Writing Regular Expressions | Internet Forensics

Let's look at some simple regular expression examples:

 PS C:\> "SAPIEN Press" -match "\w" True PS C:\> $matches Name                           Value ----                           ----- 0                              S PS C:\> "SAPIEN Press" -match "\w*" True PS C:\> $matches Name                           Value ----                           ----- 0                              SAPIEN PS C:\> "SAPIEN Press" -match "\w+" True PS C:\> $matches Name                           Value ----                           ----- 0                              SAPIEN PS C:\> "SAPIEN Press" -match "\w* \w*" True PS C:\> $matches Name                           Value ----                           ----- 0                              SAPIEN Press PS C:\>

The first example compares the string "SAPIEN Press" to the pattern \w. Recall that comparison results are automatically stored in the $matches variable. As you can see, \w matches "S". Why doesn't it match "SAPIEN" or "SAPIEN Press"? The \w pattern means any word, even a single character word. If we want to match a complete word, then we need to use one of the regular expression qualifiers. For example, you can see the second and third examples use \w* and \w+ respectively. In this particular example, these patterns return the same results.
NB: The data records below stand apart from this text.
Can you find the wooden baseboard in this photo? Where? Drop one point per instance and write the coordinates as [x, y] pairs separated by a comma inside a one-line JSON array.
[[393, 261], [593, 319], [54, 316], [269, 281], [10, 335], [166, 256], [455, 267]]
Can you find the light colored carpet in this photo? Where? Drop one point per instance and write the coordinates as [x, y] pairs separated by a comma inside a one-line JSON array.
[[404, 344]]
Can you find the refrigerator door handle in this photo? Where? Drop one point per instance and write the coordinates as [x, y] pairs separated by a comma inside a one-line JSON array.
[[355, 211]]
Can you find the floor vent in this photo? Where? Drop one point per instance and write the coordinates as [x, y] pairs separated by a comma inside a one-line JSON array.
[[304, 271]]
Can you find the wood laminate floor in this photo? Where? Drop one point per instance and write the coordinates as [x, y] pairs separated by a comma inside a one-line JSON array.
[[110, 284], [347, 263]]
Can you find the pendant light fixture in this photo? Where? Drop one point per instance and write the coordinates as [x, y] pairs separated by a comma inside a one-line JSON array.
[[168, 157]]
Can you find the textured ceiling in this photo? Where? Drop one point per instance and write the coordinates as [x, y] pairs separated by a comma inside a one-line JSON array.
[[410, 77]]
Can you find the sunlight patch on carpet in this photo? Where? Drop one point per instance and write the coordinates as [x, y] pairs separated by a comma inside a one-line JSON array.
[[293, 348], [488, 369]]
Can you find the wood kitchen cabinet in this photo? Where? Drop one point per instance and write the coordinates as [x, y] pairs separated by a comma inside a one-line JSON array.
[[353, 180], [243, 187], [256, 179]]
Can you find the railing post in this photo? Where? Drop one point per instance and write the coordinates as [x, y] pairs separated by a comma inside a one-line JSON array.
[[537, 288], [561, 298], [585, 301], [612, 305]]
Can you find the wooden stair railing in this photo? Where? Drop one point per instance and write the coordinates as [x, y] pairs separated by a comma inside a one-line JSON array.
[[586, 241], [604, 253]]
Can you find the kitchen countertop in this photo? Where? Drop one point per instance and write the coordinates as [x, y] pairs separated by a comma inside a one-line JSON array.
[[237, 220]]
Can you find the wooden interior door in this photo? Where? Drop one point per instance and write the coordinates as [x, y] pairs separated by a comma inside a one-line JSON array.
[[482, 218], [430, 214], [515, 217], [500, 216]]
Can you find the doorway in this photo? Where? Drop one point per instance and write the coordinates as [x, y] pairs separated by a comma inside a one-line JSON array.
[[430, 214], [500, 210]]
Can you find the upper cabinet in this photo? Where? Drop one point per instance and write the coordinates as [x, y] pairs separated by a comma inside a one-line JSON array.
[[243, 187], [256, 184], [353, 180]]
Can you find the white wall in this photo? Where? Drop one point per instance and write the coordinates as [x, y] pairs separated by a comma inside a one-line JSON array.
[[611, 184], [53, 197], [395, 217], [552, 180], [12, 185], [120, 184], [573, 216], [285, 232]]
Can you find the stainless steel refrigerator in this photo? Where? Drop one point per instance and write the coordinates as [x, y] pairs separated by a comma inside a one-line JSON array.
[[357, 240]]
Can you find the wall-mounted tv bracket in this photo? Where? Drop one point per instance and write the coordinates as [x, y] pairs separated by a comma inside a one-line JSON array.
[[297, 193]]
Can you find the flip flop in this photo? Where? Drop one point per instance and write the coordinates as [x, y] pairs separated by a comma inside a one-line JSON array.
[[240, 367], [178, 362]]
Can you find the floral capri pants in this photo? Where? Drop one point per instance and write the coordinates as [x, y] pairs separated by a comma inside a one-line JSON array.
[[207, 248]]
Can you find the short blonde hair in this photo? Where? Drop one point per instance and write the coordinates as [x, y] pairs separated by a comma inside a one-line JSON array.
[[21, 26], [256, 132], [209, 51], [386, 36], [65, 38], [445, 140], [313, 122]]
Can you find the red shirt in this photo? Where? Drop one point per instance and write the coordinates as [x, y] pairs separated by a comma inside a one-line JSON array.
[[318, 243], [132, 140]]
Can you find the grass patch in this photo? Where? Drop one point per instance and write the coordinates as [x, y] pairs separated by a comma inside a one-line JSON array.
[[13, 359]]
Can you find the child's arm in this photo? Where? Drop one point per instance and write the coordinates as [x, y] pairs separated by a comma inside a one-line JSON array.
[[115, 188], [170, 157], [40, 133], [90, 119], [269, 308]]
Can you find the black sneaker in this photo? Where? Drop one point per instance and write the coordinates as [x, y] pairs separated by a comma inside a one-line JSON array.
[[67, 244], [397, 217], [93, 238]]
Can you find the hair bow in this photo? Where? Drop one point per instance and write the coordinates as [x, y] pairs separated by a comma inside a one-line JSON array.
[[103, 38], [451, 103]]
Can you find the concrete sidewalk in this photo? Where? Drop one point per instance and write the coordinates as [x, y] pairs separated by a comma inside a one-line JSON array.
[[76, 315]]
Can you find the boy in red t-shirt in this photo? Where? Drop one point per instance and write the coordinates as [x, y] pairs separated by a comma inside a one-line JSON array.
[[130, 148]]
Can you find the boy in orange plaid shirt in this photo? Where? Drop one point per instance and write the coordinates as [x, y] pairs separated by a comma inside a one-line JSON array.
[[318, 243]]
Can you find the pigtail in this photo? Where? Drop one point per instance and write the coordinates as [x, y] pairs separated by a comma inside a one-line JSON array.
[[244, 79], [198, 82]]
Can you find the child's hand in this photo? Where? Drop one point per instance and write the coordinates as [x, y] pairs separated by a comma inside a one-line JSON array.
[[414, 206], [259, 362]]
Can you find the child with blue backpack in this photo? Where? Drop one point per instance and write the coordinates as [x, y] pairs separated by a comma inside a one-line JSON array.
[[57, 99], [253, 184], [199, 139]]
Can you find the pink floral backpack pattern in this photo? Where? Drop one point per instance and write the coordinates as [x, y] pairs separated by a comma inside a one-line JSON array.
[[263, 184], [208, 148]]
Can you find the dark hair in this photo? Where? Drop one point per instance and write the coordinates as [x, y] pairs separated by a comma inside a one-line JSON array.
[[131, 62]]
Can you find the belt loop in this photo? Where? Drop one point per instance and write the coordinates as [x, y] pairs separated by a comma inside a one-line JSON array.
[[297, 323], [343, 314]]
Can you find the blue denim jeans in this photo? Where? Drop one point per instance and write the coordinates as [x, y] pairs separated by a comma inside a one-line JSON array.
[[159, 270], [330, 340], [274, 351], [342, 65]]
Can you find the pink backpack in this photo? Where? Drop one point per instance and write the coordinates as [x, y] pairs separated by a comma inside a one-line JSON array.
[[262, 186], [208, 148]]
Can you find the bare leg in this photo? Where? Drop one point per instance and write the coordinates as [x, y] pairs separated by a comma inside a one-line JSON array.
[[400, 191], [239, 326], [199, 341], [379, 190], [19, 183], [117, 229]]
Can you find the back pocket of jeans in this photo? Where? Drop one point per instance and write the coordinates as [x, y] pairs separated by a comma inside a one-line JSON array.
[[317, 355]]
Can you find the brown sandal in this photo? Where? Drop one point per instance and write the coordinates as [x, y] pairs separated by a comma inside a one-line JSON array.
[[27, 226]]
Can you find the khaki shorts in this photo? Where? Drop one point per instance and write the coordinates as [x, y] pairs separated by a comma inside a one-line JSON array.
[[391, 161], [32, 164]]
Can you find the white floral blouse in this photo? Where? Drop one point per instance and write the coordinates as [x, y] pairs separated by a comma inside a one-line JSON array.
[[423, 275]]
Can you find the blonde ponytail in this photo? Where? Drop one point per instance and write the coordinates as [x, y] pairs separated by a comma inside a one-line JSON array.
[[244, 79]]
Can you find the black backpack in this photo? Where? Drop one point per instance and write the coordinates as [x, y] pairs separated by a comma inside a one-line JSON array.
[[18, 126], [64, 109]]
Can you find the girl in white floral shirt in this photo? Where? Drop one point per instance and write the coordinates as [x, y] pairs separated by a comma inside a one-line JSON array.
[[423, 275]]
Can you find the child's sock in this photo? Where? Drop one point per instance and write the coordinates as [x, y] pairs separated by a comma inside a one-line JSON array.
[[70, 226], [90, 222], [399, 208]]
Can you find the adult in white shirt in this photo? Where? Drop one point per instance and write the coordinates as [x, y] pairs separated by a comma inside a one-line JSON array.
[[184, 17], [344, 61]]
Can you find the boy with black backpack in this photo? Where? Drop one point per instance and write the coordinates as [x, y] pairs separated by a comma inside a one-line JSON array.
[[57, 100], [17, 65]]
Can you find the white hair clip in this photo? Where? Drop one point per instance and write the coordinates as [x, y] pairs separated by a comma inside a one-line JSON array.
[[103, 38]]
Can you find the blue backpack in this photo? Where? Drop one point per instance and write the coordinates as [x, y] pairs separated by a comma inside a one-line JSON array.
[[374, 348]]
If we want to match a two word phrase, then we would use an example like the last one using \w* \w*. If we're testing a match for "SAPIEN Press PowerShell", then we'd use something like this:

 PS C:\> "SAPIEN Press Powershell" -match "\w* \w*" True PS C:\> $matches Name                           Value ----                           ----- 0                              SAPIEN Press PS C:\>

This also matches, but as you can see it only matches the first two words. If we want to specifically match a two word pattern, then we need to qualify our regular expression so it starts and ends with a word:

 PS C:\> "SAPIEN Press Powershell" -match "^\w* \w*$" False PS C:\> "SAPIEN Press" -match "^\w* \w*$" True PS C:\>

The recommended best practice for strict regular expression evaluation is to use the ^ and $ qualifiers to denote the beginning and end of the matching pattern.

Here's another example:

 PS C:\> "1001" -match "\d" True PS C:\> $matches Name                           Value ----                           ----- 0                              1 PS C:\> "1001" -match "\d+" True PS C:\> $matches Name                           Value ----                           ----- 0                              1001 PS C:\>

In the first example, the digit matching pattern is used to get a TRUE result. However, $matches shows it only matched the first digit. Using \d+ in the second example returns the full value.
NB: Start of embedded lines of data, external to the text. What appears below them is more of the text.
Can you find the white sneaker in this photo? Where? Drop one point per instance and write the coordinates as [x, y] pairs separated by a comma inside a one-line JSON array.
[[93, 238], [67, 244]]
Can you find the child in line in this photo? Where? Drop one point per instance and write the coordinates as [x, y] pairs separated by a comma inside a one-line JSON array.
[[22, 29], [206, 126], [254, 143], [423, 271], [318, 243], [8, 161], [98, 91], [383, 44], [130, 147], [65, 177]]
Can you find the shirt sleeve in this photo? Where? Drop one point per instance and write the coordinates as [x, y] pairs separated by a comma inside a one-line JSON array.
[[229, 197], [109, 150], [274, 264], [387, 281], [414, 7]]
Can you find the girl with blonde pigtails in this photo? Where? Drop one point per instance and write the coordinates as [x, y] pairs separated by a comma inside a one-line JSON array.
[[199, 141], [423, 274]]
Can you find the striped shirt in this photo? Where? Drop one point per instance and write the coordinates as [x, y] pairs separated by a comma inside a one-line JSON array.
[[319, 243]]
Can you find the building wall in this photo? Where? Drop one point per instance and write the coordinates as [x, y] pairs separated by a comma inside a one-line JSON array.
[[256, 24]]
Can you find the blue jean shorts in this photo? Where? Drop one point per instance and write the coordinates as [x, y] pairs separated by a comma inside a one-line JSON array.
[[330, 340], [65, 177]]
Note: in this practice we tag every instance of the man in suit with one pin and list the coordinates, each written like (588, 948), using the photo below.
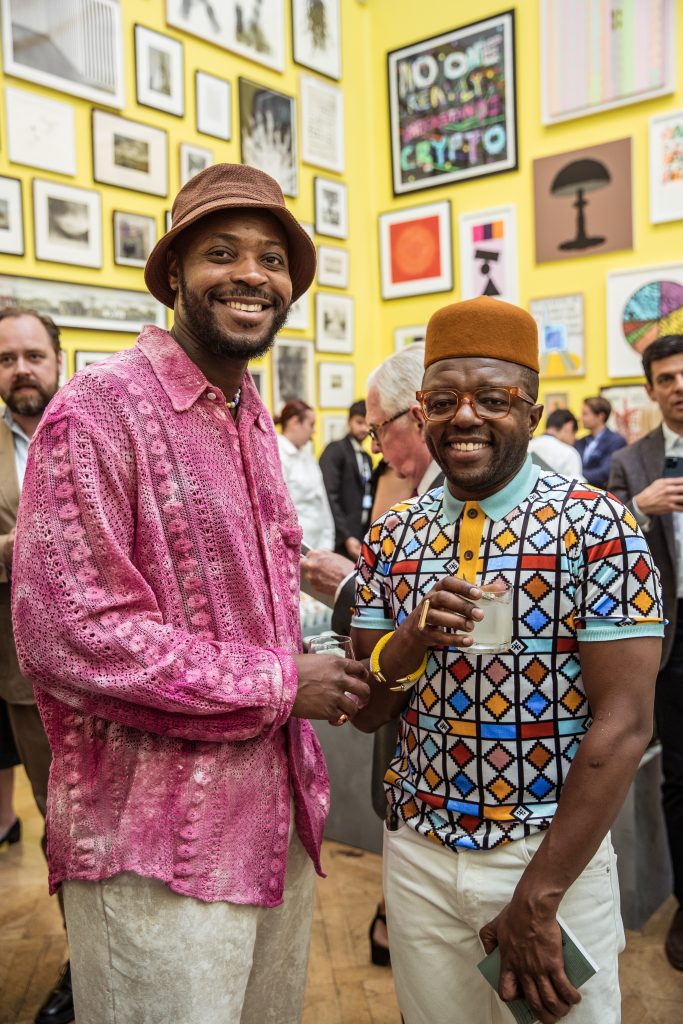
(639, 478)
(30, 360)
(597, 448)
(347, 471)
If we want the number to be four digits, then we can use a qualifier like this:

 PS C:\> "1001" -match "\d{4,4}" True PS C:\> "101" -match "\d{4,4}" False PS C:\>

The qualifier {4,4} indicates that we want to find a string with at least four matches. In this case, that would be an integer (\d) and no more than 4. When we use the regular expression to evaluate 101 it returns TRUE.

The following example shows a regular expression that is evaluating a UNC path string:

 PS C:\> "\\file01\public" -match "^\\\\w*\w*\\\w*$" True PS C:\> $matches Name                          Value ----                          ----- 0                             \\file01\public PS C:\>

This example looks a little confusing, so let's break it apart. First, we want an exact match so we're using ^ and $ to denote the beginning and end of the regular expression. We know the server name and path will be alphanumeric words, so we can use \w. Because we want the entire word we'll use the * qualifier. All that's left are the \\ and \ characters in the UNC path. Remember that \ is a special character in regular expressions. If we want to match the \ character itself, then we need to "escape" it using another \ character. In other words, each \ will become \\. So the elements of the regular expression break down to:

 ^ (beginning of expression) \\    \\\\ \w* (servername) \ \\ \w* (sharename) $ (end of expression)
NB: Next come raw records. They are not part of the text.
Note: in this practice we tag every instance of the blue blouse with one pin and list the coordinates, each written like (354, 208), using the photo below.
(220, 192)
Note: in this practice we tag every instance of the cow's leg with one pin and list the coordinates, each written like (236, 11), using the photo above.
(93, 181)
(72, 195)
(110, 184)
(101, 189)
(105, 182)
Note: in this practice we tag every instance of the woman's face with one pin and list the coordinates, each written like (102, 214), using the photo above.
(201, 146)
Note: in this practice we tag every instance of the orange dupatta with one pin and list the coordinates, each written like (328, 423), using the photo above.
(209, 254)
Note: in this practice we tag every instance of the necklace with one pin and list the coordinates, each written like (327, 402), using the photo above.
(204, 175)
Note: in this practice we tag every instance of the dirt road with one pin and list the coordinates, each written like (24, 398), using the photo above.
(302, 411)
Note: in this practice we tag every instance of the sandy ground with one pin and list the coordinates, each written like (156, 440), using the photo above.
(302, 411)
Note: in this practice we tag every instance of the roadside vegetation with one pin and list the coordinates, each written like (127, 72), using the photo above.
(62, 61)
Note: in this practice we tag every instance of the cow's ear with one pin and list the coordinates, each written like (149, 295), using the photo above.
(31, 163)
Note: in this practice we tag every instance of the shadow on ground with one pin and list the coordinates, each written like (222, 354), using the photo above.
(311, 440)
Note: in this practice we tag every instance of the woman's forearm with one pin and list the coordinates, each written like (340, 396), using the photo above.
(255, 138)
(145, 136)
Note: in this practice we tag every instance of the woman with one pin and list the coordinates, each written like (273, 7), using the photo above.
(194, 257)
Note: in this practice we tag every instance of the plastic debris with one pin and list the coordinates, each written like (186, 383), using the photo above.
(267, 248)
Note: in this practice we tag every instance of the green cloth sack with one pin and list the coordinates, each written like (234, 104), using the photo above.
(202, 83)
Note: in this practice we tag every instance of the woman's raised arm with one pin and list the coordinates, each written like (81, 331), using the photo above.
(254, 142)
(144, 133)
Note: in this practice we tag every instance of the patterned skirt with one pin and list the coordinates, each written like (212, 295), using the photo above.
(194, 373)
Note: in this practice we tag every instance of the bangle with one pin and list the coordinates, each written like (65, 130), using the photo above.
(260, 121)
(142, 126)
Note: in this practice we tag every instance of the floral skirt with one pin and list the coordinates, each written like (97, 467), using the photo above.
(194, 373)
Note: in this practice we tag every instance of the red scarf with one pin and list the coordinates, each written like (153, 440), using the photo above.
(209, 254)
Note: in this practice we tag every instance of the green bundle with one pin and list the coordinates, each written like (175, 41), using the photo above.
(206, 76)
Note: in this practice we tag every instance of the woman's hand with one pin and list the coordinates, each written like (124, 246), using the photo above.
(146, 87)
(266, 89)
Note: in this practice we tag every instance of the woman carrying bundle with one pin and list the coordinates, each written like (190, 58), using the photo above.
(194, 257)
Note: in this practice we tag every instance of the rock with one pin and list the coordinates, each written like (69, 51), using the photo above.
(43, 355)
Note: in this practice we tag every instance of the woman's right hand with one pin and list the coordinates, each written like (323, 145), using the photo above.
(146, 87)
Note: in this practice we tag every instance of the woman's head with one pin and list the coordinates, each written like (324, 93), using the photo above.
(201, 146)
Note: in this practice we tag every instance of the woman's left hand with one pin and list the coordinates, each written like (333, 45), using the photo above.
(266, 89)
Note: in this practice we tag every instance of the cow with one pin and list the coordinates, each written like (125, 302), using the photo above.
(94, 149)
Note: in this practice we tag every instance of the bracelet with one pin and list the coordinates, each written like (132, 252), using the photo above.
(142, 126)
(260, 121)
Putting this all together we end up with ^\\\\w*\\\w*$. As you can see in the example, this is exactly what we get.

Here's a regular expression pattern to match an IP address:

 PS C:\> "192.168.100.2" -match "^\d+\.\d+\.\d+\.\d+$" True PS C:\> $matches Name                          Value ----                          ----- 192.168.100.2 PS C:\> "192.168.100" -match "^\d+\.\d+\.\d+\.\d+$" False PS C:\>

This should begin to look familiar. We're matching digits and using the \ character to escape the period character since the period is a special regular expression character. By using the beginning and end of expression characters, we also know that we'll only get a successful match on a string with 4 numbers that are separated by periods. Of course there's more to an IP address than four numbers. Each set of numbers can't be greater than three digits long. Here's how we can construct a regular expression to validate that:

 PS C:\> "192.168.100.2" -match "^\d{1,3}\.\d{1,3}\.\d{1,3}\.\d{1,3}$" True PS C:\> "172.16.1.2543" -match "^\d{1,3}\.\d{1,3}\.\d{1,3}\.\d{1,3}$" False PS C:\>

The first example matches because each dotted octet is between 1 and 3 digits. The second example fails because the last octet is 4 digits.